On 3/2/06, Fastfission fastfission@gmail.com wrote:
On 3/2/06, Anthony DiPierro wikilegal@inbox.org wrote:
You could always mix the two. Relicense some parts and rewrite the rest. Of course, figuring out which parts are relicensed and which aren't is almost as hard as just rewriting the thing.
There might be automated ways to do it -- massive database crunches to see who wrote one in an existing article, whether they were under the new scheme, what exactly would need to be rewritten/removed/whatever. But that's a little out of my league, technically speaking -- I don't know if it is feasible in terms of processing power, the amount of time it would take to code the whole thing, etc. (it probably isn't).
It'd be hard enough to do even if it wasn't for the fact that there are certain pieces of text that are copied from one article to another (and even a few bits that are copied from outside GFDL sources). At the least you'd have to analyse the sentences to try to figure out which parts are copies from the same source.
If you're going to go through all that effort, might as well parse the actual text itself. Now I know this type of natural language processing is always touted as not being very far away, but personally I feel the technology is probably already there (between academia and the search engines, especially the "answers engines"). It's just a matter of applying the technology (along with some hints as to the wiki syntax). And the wiki syntax as well as the edit history only serve to make this parsing easier. So if you're going to go automated, that's the way I'd go (hell, if I ever manage to get out of my 9-5 job that's the way I *will* go).
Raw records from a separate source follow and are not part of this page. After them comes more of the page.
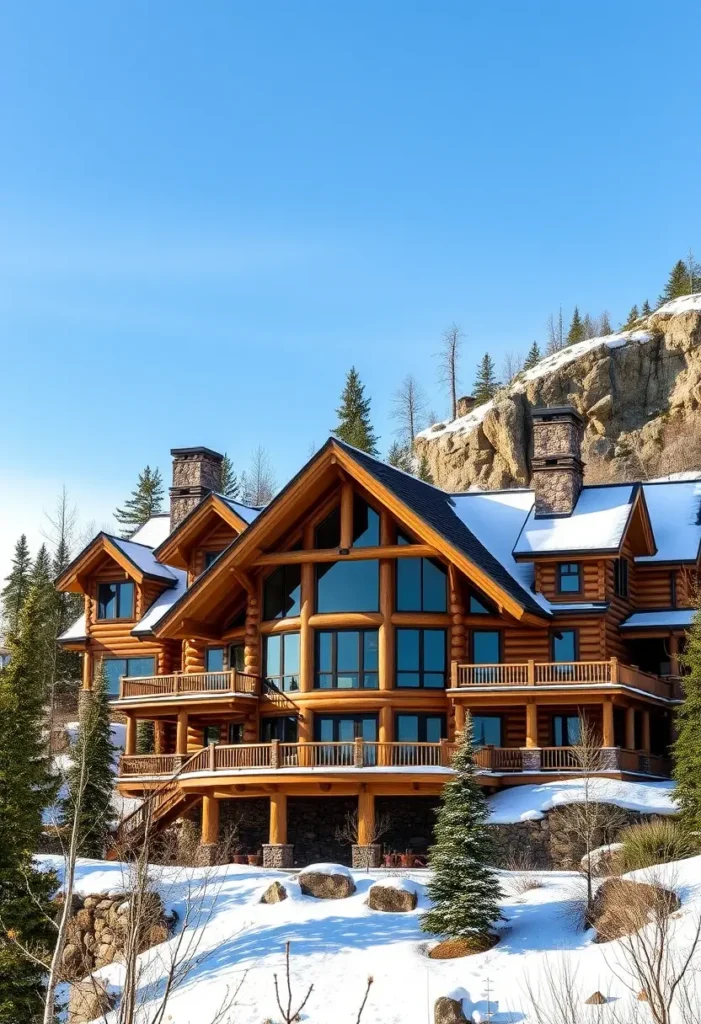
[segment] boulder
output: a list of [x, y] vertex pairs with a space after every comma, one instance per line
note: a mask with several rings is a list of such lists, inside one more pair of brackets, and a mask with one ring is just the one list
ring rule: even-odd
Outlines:
[[467, 1024], [468, 1018], [463, 1013], [461, 999], [441, 995], [434, 1004], [433, 1020], [434, 1024]]
[[651, 918], [668, 918], [681, 905], [676, 893], [662, 886], [607, 879], [597, 890], [586, 924], [596, 929], [596, 942], [610, 942], [633, 935]]
[[376, 882], [367, 893], [367, 905], [370, 910], [383, 910], [385, 913], [408, 913], [417, 906], [414, 889], [385, 885]]
[[355, 892], [353, 877], [342, 864], [312, 864], [298, 881], [304, 895], [316, 899], [346, 899]]
[[281, 903], [288, 898], [288, 890], [281, 882], [271, 882], [261, 896], [261, 903]]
The first approach is of course viable. At the very worst it could be done with the same amount of time it took to create the current version. But in practice it'd be easier. Plus, you could fact check and reference while you're at it.
I imagine it would take a lot less time -- the number of editors has grown dramatically since then, so hypothetically there are already huge resources available. Hypothetically.
FF
Yeah, I really should have used the word "effort" instead of "time". It's a highly scalable process, double the volunteers pretty much means half the time. But I doubt there are enough volunteers willing to put in the effort, just to escape the GFDL. The GFDL just doesn't matter that much to most people. If a rewrite of Wikipedia is going to happen (and personally I feel it's inevitable), it'll probably come from the private industry.
Google could probably do it with no problem, but they're probably not really that interested. Answers Corporation, though - they in a sense are already doing it to some extent (they added original content called AnswerNotes a while ago). And their recent purchase of Brainboost gives them the natural language technology to do it a lot better.
Of course that's kind of off-topic, because Answers Corporation almost surely isn't going to release its original content under a free license.
Anthony